Andrew Percy (Brigg and Goole) (Con): Not everything that the hon. Lady is saying is incorrect, and obviously the position with bus services is very difficult, but it is a question of choices. The hon. Lady should consider what has been done by North Lincolnshire’s Conservative-controlled council. When we took control, it was able to reinstate the No. 37 bus, which had been cut by the previous Labour authority, and extend its services to Wroot and to Crowle. Labour-run Goole Town Council decided to cut the workers’ bus services so that it could pay for a bonfire once a year. So it is about choices. When local authorities are innovative, they can do what we have done in North Lincolnshire, and expand services.

Lilian Greenwood: The hon. Gentleman should think about the powers that local authorities have to enable them to make effective choices on behalf of passengers, and that is what I intend to talk about.

While fares continue to rise and routes are cut, some of the biggest bus operators report profit margins of 13% or more on their operations outside London. What was the response of Conservative Ministers? For four years they ignored the calls for reform from Labour Members. I am proud of the fact that Labour has consistently championed the case for bus tendering, but Ministers rigged funding awards to exclude local authorities that pursued regulation, and, shamefully, they remained silent when councillors were subjected to appalling abuse and called “unreconstructed Stalinists” just because they were trying to deliver better services.

While the Treasury’s decision to accept the case for bus tendering is welcome in principle, as is the Transport Secretary’s Damascene conversion, we must question the sincerity of that commitment, and the test will come in the forthcoming buses Bill. Will the Bill make those powers available to all areas that want them, not just to authorities that have reached a devolution agreement? Will it contain measures to protect rural bus services, which are particularly important to those communities, and which have been hit by some of the highest fare rises in the country? Will it protect transport authorities from crippling compensation claims?

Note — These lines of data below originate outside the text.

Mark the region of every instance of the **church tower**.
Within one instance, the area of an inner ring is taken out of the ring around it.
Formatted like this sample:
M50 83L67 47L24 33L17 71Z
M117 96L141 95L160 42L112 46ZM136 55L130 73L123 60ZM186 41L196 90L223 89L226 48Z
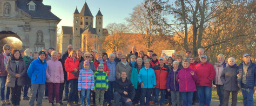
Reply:
M93 27L94 16L86 3L80 12L80 27L84 29L87 26L91 25Z
M102 28L102 20L103 15L101 14L101 12L99 9L99 11L96 15L96 32L98 35L102 35L103 34L103 28Z
M73 33L72 35L72 45L74 46L74 50L79 49L81 46L81 34L80 34L80 14L77 8L76 8L73 13Z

The Nexus quality contract scheme boards said that the authorities should have set aside up to £226 million to compensate existing operators for the potential loss of business. If those payments were replicated in Greater Manchester, the Sheffield city region and the north-east, a key northern powerhouse commitment would never get on the road—not to mention the effects on Cornwall and other areas that have sought bus-tendering powers.

19 Jan 2016 : Column 1355

The bus market is costing too much and is not delivering for passengers, and we have seen the same trend on our railways. Commuters’ fares have gone up by a quarter since 2010, with season tickets costing up to £2,000 more. Ministers restored the loophole known as flex, which gave the train companies the right to vary prices by up to 5% a year, meaning that the cost of some season tickets has risen by up to 38%, and that evening fares in the north have been hiked by up to 162% at the direct insistence of the Department for Transport.

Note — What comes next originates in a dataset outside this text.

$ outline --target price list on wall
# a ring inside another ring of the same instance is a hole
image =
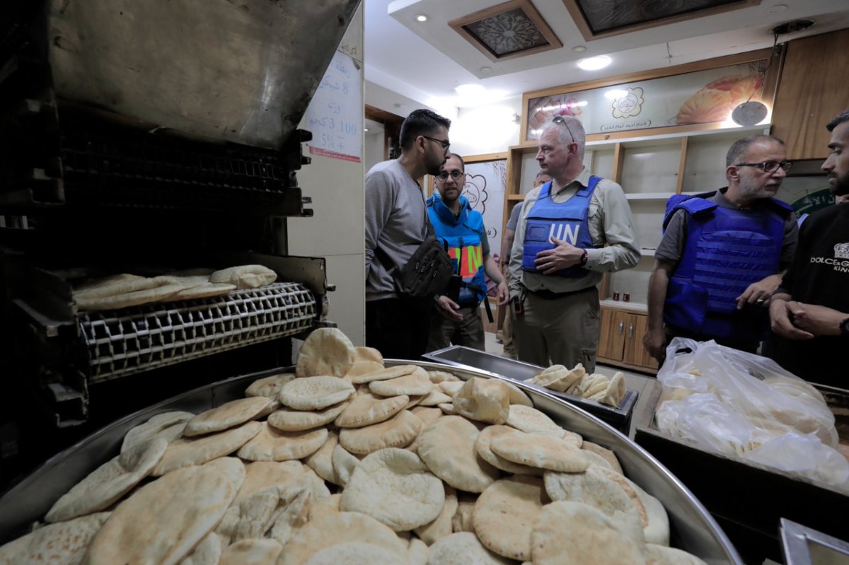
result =
[[[339,51],[305,114],[310,153],[359,162],[363,154],[363,89],[357,63]]]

The Secretary of State for Transport (Mr Patrick McLoughlin): Will the hon. Lady remind the House how many years flex was not available when the last Labour Government were in office? Am I correct in thinking that it was just one year—the year of the election?

Lilian Greenwood: The Labour party scrapped flex permanently, and it was the Secretary of State’s Department that chose to reinstate it, as well he knows. It was only as a result of concerted pressure by Labour Members that this Government dropped it over the past two years.

As I was saying, evening fares in the north have been hiked by up to 162% at the Secretary of State’s direct insistence. The Department’s own McNulty review has warned that our fragmented railways have a ticketing system that

“is complex, often appears illogical and is hard for the uninitiated (and even the initiated) to understand.”

There is also an efficiency gap of up to 40% compared with the best performing European operators, which is wasting money that should be used to address the rising cost of travel and to fund investment.

At the last election we were promised part-time season tickets, and a pilot by Southern Railway found that they could save some commuters 50% of the cost of their travel. However, the smart ticketing programme that underpins the system is 78% over budget and delayed by three years, and there are rumours that it could be cancelled. Will the Secretary of State tell us today whether the south-east flexible ticketing programme is being dropped?

Ministers might claim that services are getting better for everyone, but I urge them to mind the gap between their rhetoric and reality. We all remember the Under-Secretary of State for Transport, the hon. Member for Devizes (Claire Perry) saying that rail passengers had to realise that they were paying

“fair fares for a comfortable commute”.

Stephen Hammond (Wimbledon) (Con): In the Corbyn land of rhetoric, the hon. Lady seems to have forgotten that fares went up by 11% in the last year of the Labour Government alone. It is this Government who have frozen regulated fares for three years. Will she acknowledge that fact and make sure that she puts the truth on the record?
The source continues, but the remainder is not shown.